Le morceau s’ouvre sur une ambiance soul, tranquille, avant de basculer. En se concentrant sur les paroles pour en comprendre le sens, on se rend vite compte que Kendrick Lamar ironise sur la frivolité des choses, sur les faux-semblants et sur ces personnes qui ne sont que façades. Il enchaine les références à la pop-culture : le basketteur Kobe Bryant, Instagram Live, la chaîne de restaurant Chuck E, des memes anglophones… Chaque phrase commence par ce mot, ce gimmick : peekaboo (le jeu du “coucou ?” en français). Ce cache-cache pour tout-petits avec sa fausse surprise et sa répétition lui donne ici un caractère presque inquiétant. Comme si soudainement, ce qui était caché était révélé. Puis, cette question-réponse en boucle : “de quoi parlent-ils ? / ils ne parlent de rien”. Le couplet suivant se moque de ces rappeurs dit “poseurs”, des frimeurs qui s’inventent une vie plus intéressante qu’elle ne l’est en réalité. Et bien sûr, cette fameuse phrase, “bing-bap-boom-boom-boom-bap-bam / the type of shit I’m on you wouldn’t understand”, entendue partout sur Tik Tok, elle est détournée pour mettre en musique de manière ironique des vidéos de chutes de chats ou d’humains. Un comble pour un morceau qui est clairement une critique de la société de l’apparence et du matérialisme, alimentée par les réseaux sociaux, où chacun se met en scène mais où rien n’a de vraie profondeur…

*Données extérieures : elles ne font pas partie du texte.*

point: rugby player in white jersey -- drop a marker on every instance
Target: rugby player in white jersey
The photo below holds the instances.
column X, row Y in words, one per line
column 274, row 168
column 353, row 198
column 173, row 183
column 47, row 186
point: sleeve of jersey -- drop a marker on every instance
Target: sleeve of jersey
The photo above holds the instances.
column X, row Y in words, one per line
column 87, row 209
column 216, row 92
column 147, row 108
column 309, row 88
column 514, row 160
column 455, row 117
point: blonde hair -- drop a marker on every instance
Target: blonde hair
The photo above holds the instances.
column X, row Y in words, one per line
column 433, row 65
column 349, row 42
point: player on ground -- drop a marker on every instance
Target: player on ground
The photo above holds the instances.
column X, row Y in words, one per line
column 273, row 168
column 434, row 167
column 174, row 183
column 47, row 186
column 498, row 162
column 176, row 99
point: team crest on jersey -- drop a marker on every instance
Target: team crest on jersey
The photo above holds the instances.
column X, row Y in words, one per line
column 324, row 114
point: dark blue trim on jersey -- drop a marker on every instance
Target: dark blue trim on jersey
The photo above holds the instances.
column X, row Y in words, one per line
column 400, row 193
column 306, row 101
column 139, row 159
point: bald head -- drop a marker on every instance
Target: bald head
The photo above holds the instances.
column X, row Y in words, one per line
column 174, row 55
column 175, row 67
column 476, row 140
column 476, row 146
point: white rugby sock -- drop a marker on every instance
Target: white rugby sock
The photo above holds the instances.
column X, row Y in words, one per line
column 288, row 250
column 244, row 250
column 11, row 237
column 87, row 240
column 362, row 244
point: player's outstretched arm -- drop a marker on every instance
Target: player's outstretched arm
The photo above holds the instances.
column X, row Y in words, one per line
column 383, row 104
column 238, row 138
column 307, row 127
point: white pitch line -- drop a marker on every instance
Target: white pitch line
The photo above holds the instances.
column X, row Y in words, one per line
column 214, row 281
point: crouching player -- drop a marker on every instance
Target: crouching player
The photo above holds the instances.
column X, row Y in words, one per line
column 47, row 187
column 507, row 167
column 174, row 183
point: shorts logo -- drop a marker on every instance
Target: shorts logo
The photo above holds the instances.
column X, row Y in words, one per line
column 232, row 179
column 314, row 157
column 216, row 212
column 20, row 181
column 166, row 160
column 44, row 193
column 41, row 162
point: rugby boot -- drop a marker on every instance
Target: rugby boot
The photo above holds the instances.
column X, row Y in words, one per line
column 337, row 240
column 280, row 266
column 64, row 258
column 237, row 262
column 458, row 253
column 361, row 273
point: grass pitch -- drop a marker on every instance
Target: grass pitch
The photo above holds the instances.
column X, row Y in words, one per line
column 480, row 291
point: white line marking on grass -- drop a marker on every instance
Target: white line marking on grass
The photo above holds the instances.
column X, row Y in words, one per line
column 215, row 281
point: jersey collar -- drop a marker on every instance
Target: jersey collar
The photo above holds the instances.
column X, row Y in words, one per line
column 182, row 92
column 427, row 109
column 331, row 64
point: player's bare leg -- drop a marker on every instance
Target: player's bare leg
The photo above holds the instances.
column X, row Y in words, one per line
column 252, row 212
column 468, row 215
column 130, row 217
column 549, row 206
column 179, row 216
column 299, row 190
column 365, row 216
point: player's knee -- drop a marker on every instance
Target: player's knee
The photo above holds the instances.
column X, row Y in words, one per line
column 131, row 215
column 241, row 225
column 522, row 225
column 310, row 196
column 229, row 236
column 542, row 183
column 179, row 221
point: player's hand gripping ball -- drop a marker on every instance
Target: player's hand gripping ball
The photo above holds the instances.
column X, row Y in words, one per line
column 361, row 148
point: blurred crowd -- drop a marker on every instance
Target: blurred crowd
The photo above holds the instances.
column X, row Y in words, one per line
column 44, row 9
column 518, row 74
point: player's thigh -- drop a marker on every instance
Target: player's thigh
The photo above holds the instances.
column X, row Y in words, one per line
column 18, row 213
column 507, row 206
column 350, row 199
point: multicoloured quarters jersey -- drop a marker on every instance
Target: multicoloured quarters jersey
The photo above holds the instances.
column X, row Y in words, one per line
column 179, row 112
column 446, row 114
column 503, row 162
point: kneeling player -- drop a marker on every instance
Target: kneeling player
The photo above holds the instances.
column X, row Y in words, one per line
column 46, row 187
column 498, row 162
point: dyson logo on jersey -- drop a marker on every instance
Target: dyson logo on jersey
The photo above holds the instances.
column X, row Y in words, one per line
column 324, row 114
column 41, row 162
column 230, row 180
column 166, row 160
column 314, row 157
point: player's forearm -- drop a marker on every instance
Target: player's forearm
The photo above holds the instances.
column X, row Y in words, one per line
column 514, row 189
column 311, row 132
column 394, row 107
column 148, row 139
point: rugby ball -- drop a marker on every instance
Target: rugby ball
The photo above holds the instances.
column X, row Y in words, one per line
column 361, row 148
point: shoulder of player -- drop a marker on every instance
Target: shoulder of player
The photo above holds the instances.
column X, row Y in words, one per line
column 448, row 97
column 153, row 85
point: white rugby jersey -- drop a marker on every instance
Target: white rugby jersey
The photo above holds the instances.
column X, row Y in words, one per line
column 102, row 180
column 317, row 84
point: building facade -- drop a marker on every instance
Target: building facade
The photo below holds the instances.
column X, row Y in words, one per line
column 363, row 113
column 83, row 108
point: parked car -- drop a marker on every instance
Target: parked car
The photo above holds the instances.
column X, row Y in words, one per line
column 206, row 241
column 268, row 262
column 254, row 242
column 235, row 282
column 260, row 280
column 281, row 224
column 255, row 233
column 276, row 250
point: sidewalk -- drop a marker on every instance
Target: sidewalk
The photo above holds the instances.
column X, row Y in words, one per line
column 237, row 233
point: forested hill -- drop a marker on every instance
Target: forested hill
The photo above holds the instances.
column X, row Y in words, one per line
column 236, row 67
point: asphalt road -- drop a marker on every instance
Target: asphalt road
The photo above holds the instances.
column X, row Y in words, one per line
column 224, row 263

Le titre “Peekaboo” est très rythmé et percussif, et se détache du reste de l’album par ce côté un peu frimeur de l’artiste qui sait rapper vite. AzChike qui rappe notamment sur l’accroche, a expliqué en interview que c’était un vrai défi technique que de réussir à poser ces paroles sans en perdre la moitié. Il s’est notamment appuyé en cabine sur une backtrack posée par Kendrick Lamar pour réussir à suivre le rythme. Une autre forme d’ironie ici, avec un Kendrick Lamar presque insolent qui nous montre à quel point tout finalement est facile pour lui.